How To Become Rich And Successful By Playing "GoldenEye" On N64

    The Jersey native has traveled from college improv to in-demand Hollywood screenwriter in short order. Here's how she got from dorm-room video game marathons to hanging with Melissa McCarthy and Sandra Bullock.

    It is the biggest and most exciting week of comedy writer Katie Dippold's life, and she is anxious to the point that a nervous tic is becoming a serious problem.

    "If I sound weird, it sounds crazy, but I grind my teeth at night sometimes when I'm stressed out, and all week I was stressed and I've been grinding like a crazy person so my jaw is crazy sore right now," the 33-year-old screenwriter explains. "I feel like my whole bite is so messed up, and my row of teeth is hitting my back teeth — I've got to figure this out."

    She needn't worry; if anything, her voice is exceedingly plain and quiet, belying all the excitement going on in her life. She has become a golden example for aspiring comedy buffs, having traveled the well-worn path that took her from college improv student to hot Hollywood screenwriter. Her film The Heat hits theaters this weekend and already has a sequel in development.

    Having spent most of her childhood living in Freehold, New Jersey, Dippold attended Rutgers, where she found herself living on the same floor as comedian Chris Gethard.

    "At first, I thought, Who is this weirdo?" she remembers, laughing. "He'd always be in his room, there was always some kind of trouble he was causing, like some prank." Ultimately, they did start talking and "immediately hit it off," leading to a lot of time hanging out, playing Nintendo 64.

    "We would play Bond [Goldeneye] all the time and viciously fight about it," Dippold recalls. "He'd accuse everyone of cheating. I don't know how you can really cheat in a video game. I would always school when we did prox mines, but he would say prox mines doesn't count."

    For the record, in a blog post earlier this week, Gethard remembered the matches a bit differently.
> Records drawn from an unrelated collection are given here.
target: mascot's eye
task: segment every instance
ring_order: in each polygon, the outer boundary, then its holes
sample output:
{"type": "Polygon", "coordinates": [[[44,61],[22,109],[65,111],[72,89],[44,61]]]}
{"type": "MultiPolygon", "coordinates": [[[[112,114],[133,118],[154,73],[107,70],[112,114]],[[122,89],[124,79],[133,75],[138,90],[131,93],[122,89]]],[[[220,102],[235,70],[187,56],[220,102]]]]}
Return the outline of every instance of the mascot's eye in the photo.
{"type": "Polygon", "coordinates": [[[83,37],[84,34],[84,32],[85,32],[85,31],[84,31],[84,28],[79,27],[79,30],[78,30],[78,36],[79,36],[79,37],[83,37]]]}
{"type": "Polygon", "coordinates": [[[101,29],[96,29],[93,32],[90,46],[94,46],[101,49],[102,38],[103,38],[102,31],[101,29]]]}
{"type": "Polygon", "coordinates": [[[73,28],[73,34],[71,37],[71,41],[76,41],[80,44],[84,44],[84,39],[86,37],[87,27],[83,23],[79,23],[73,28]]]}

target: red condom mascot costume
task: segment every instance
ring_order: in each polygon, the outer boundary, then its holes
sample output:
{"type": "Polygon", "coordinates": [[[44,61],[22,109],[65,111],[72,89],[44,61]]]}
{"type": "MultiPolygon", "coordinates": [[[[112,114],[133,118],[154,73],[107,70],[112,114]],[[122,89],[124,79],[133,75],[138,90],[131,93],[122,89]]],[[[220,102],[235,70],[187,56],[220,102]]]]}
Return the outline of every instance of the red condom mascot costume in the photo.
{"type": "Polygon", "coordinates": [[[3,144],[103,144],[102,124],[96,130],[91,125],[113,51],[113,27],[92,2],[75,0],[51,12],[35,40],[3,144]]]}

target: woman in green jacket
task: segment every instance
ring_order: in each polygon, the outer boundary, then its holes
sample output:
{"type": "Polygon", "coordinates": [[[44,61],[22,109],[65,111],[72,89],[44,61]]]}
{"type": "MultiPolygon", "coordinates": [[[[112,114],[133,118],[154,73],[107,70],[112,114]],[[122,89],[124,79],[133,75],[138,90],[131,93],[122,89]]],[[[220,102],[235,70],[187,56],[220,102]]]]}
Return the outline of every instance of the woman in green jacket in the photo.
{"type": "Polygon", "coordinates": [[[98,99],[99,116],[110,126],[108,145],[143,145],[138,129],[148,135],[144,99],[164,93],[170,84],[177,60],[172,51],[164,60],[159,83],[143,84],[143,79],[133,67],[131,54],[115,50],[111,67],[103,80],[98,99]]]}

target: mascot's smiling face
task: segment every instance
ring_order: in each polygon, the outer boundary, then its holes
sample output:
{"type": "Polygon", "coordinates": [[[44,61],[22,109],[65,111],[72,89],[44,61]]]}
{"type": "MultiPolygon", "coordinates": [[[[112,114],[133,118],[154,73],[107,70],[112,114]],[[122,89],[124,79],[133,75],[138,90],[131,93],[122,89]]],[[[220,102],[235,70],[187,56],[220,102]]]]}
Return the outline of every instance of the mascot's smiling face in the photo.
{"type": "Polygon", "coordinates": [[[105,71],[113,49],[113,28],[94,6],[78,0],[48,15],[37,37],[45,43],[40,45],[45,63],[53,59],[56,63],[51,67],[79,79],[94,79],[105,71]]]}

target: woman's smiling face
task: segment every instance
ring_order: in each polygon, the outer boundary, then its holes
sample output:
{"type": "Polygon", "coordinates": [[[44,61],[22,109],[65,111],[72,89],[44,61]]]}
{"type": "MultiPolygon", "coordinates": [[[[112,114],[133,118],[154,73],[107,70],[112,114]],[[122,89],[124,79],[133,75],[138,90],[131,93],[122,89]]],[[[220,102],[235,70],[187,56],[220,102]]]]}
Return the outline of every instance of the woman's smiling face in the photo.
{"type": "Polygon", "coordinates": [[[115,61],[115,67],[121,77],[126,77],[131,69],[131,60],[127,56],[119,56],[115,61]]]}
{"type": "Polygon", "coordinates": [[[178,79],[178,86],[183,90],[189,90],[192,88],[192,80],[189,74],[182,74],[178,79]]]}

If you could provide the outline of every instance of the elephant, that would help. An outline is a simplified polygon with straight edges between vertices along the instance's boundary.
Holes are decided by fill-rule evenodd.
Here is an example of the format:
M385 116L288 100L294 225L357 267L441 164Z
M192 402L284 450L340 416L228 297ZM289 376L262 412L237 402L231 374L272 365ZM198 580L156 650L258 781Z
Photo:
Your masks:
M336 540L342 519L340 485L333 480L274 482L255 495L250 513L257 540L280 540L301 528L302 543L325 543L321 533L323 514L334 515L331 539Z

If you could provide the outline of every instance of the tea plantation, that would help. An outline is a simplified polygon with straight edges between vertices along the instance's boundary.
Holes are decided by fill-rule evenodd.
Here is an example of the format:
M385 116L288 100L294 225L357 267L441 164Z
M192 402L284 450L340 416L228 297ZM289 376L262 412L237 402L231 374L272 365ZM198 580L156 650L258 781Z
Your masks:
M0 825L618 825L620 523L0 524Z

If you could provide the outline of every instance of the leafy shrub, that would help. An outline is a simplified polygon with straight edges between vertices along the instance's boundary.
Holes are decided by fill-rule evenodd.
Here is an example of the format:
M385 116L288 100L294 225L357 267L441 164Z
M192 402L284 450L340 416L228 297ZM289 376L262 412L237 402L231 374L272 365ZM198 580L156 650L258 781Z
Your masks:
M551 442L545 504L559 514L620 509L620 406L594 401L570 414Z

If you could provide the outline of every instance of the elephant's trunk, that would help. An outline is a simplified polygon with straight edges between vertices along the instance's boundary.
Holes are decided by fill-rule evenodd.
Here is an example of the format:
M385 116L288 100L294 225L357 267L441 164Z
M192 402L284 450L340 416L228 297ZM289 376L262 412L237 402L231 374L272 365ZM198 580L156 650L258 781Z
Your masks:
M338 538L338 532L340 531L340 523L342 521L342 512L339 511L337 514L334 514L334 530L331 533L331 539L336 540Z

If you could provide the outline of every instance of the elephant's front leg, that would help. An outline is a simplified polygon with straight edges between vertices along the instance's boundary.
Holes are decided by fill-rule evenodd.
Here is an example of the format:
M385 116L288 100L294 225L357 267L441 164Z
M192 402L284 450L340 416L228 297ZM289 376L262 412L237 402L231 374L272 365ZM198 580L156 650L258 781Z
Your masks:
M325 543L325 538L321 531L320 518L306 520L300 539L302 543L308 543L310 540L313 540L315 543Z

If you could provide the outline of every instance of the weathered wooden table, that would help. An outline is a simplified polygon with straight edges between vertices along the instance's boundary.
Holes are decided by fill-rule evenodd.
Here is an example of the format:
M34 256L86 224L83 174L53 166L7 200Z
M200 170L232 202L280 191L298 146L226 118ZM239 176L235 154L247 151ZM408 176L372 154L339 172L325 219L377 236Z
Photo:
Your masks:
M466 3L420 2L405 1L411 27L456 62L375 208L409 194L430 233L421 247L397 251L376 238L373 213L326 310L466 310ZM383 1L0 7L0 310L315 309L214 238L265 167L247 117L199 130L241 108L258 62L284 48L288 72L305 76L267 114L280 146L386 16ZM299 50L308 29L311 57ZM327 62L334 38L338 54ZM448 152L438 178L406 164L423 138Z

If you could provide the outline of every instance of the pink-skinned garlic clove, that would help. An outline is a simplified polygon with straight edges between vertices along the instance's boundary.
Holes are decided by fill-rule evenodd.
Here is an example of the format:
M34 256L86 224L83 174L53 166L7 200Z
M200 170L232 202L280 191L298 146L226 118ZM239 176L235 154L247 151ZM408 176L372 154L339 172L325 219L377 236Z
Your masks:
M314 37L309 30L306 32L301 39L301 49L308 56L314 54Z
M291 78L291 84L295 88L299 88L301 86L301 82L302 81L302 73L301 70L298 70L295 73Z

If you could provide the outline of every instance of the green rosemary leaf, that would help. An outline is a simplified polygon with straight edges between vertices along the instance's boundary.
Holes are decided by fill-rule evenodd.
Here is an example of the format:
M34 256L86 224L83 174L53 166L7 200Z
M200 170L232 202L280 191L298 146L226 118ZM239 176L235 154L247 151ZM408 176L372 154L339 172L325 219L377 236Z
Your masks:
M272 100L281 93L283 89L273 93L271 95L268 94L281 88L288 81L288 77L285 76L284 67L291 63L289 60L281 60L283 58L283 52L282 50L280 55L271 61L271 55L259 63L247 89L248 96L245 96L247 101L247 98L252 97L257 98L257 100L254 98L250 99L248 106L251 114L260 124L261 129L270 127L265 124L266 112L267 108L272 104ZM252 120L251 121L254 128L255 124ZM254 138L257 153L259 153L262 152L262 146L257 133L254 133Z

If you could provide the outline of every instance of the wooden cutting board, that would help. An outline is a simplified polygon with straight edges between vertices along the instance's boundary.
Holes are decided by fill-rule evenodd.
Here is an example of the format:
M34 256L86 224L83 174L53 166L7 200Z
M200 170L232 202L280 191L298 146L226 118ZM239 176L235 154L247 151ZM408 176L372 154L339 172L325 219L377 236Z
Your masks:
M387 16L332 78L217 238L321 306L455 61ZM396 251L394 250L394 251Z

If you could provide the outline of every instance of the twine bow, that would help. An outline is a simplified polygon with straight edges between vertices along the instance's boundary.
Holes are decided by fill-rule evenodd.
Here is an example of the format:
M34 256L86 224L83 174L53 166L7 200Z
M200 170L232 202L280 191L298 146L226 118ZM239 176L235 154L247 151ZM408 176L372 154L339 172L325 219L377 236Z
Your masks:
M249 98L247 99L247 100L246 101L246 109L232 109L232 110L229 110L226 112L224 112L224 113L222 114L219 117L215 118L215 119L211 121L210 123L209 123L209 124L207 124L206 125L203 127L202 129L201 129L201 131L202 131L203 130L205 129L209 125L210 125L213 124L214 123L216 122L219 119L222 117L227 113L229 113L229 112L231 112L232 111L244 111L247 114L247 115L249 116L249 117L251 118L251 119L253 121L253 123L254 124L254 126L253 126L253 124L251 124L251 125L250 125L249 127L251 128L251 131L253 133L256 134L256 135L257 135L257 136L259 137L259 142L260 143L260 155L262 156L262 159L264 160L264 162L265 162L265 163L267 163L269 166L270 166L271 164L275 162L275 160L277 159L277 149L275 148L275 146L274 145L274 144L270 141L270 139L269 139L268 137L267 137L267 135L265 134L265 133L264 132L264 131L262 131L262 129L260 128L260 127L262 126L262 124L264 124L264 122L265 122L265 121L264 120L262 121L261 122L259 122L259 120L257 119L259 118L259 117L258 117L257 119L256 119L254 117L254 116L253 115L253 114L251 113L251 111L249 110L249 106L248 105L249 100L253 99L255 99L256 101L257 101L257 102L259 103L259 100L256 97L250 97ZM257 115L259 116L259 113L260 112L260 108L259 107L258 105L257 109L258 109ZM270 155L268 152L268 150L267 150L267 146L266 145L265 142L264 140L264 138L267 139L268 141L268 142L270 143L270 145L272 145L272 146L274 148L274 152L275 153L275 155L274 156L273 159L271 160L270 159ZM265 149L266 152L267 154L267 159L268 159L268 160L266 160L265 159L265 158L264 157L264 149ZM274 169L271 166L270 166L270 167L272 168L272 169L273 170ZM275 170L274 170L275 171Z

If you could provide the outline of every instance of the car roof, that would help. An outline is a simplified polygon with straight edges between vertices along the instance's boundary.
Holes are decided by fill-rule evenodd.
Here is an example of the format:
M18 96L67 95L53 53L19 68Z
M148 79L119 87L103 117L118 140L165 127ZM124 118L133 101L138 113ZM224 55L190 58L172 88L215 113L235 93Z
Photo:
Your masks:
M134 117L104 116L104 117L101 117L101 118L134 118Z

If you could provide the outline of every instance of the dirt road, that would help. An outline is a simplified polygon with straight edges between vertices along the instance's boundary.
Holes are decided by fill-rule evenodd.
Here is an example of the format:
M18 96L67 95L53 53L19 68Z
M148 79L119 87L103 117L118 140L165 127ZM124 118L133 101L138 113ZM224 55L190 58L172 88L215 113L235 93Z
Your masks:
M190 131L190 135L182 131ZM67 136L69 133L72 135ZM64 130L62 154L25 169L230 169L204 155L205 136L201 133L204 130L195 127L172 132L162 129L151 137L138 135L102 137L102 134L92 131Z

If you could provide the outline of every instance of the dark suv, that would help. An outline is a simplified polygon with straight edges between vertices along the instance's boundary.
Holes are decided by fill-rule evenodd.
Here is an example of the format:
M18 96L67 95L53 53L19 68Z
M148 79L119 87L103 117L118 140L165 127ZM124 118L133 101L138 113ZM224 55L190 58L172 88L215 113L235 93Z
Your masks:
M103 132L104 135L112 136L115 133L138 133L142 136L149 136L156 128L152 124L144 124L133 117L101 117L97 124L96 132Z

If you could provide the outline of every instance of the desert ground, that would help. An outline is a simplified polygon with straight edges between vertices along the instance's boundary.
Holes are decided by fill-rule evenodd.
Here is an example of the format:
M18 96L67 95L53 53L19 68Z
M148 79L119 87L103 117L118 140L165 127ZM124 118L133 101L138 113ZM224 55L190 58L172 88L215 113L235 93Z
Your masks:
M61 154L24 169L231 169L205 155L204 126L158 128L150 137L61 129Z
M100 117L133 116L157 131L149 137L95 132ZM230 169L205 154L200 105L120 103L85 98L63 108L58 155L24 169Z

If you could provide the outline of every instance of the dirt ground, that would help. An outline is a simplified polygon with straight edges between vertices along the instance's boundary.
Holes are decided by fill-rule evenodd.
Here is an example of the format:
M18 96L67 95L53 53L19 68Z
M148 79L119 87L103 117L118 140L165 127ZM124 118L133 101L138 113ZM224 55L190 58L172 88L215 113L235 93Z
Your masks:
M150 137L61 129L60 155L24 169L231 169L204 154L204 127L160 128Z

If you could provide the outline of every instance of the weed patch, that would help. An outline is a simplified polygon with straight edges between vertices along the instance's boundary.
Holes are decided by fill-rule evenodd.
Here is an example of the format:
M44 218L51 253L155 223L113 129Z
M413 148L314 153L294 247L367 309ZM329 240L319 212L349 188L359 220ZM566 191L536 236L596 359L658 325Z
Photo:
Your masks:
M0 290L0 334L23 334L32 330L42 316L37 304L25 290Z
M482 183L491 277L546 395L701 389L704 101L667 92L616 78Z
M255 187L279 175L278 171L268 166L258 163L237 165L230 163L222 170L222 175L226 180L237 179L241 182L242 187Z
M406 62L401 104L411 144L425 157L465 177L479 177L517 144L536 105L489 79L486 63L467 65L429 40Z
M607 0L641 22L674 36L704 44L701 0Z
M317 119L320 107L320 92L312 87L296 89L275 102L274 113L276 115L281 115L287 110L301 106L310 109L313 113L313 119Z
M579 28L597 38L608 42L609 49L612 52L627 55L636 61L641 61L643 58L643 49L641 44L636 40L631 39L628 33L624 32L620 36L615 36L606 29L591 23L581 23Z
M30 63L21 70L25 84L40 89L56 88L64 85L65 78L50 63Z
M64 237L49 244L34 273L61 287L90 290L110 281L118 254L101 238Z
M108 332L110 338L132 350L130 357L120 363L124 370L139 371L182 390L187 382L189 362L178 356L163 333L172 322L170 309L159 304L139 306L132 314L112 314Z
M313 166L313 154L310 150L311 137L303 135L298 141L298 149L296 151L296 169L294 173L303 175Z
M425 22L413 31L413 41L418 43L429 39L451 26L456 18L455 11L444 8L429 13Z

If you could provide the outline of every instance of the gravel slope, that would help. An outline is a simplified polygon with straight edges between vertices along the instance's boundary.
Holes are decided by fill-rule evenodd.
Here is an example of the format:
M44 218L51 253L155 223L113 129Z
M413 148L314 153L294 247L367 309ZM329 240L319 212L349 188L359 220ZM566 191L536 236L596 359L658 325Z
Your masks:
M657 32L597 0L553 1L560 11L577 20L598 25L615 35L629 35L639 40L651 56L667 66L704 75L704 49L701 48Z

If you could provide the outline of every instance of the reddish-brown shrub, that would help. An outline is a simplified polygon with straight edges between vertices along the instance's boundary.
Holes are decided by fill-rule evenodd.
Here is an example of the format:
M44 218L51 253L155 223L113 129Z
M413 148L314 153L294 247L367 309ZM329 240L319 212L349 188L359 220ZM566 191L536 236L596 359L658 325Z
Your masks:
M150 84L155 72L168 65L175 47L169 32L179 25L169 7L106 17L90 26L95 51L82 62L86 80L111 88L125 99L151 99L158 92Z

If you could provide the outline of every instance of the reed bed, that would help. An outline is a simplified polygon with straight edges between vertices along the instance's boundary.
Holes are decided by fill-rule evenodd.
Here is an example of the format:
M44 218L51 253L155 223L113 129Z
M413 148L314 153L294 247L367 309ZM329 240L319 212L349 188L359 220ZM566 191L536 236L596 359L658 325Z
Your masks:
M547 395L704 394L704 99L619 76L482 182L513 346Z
    "Katie didn't outright cheat at Goldeneye, but she did insist on playing with proximity mines every time and on the same board," he wrote. "She memorized a sequence in which she could quickly place her proximity mines that made it impossible for me to move my character throughout the space without dying instantly."

    Spy games aside, Gethard's trips into New York City to take improv classes piqued Dippold's interest, but she was pledging a sorority at the time.

    "They were a really nice group of girls, they were a lot of fun, but I just didn't quite feel like that was the thing I wanted to do," she says. "He was doing improv and he kind of forced me to audition for that group. So I did that and it was a huge life-changing thing."

    Gethard began taking classes at Amy Poehler's Upright Citizens Brigade in the Village, and the summer before her senior year, Dippold began taking the train into Manhattan to join him.

    "My first team was named Police Chief Rumble — every improv team name is the worst — but it had a lot of fun people, like Bobby Moynihan and Charlie Sanders," Dippold remembers.

    After college, she continued to take classes and play shows at UCB, spending her days working as a legal assistant and nights experimenting with the most bizarre comedy the city had to offer. She singles out Brett Gelman and Jon Daly's popular UCB show Cracked Out as being one of the most bizarre, pointing to the "Cracked Out Wedding" that involved comedian/actor Jason Mantzoukas presiding over the ceremony as Osama bin Laden as well a power outage that left them performing in the dark at 1 a.m.

    From there, it was on to an internship with Conan O'Brien, where she got the lunch orders for the writing staff — though the host himself had someone else pick up his food. "That was another level," she jokes.

    "That was awesome. I got to watch all those writers work and they seem like they had it made," Dippold laughs, reflecting on the seminal time with Late Night. "They got to come in, they were surrounded by all these funny people and they got to wear sneakers to work and they didn't have to come in too early."

    The internship got her a gig on MadTV, where she wrote for three years before joining the staff at NBC's Parks and Recreation. There, she wrote some of Leslie Knope and company's most memorable adventures — including the "Indianapolis" episode where Ron Swanson sternly instructs a waiter to "give me all the bacon and eggs that you have" — but defers much of the praise to the collaborative efforts of exec producer Mike Schur's writing staff.

    Clearly, though, her voice stood out; Dippold wrote the screenplay for The Heat on spec at night after her Parks duties, and it hadn't even been presented to prospective bidders before producer Peter Chernin, the former head of Fox, signaled his interest. The script reportedly sold for $600,000.

    The Heat, a raunchy buddy-cop flick starring Sandra Bullock and Melissa McCarthy, is the only female-driven mainstream movie being put out in this summer of superhero and disaster extravaganzas. It's also almost entirely absent of romantic elements, with the only truly important relationship being the friendship between the two leading women.

    "I would love for both those characters to find love, but it doesn't have to be the wish fulfillment of every movie," Dippold says. "I get frustrated when that's all there is. Whenever I would watch buddy-cop movies and the two guys are super funny and just living it up and being badass and cool, I thought, I want to do that. It's not just that I want to date those guys, I want to be one of those guys taking down a druglord and being funny and wisecracking, so I feel like that's another kind of wish-fulfillment movie that women don't get, not just, 'Oh, is he going to propose?'"

    Inevitably, the movie will draw comparisons to Bridesmaids, as a female-driven movie that stars McCarthy and was also directed by Paul Feig. In a way, it's a commentary on just how few female-focused movies there are in Hollywood today, but Dippold is flattered by the company.

    "That movie I just found so refreshing because there was a camaraderie in it that I don't see a lot in big comedies with women, and I just feel that's important," she says. "As a kid, growing up, going to different parties and stuff like that, I always felt like the goal was always get a cool boyfriend. Any time me and my female friends would go out and have a crazy night, those were the best nights. It was really empowering."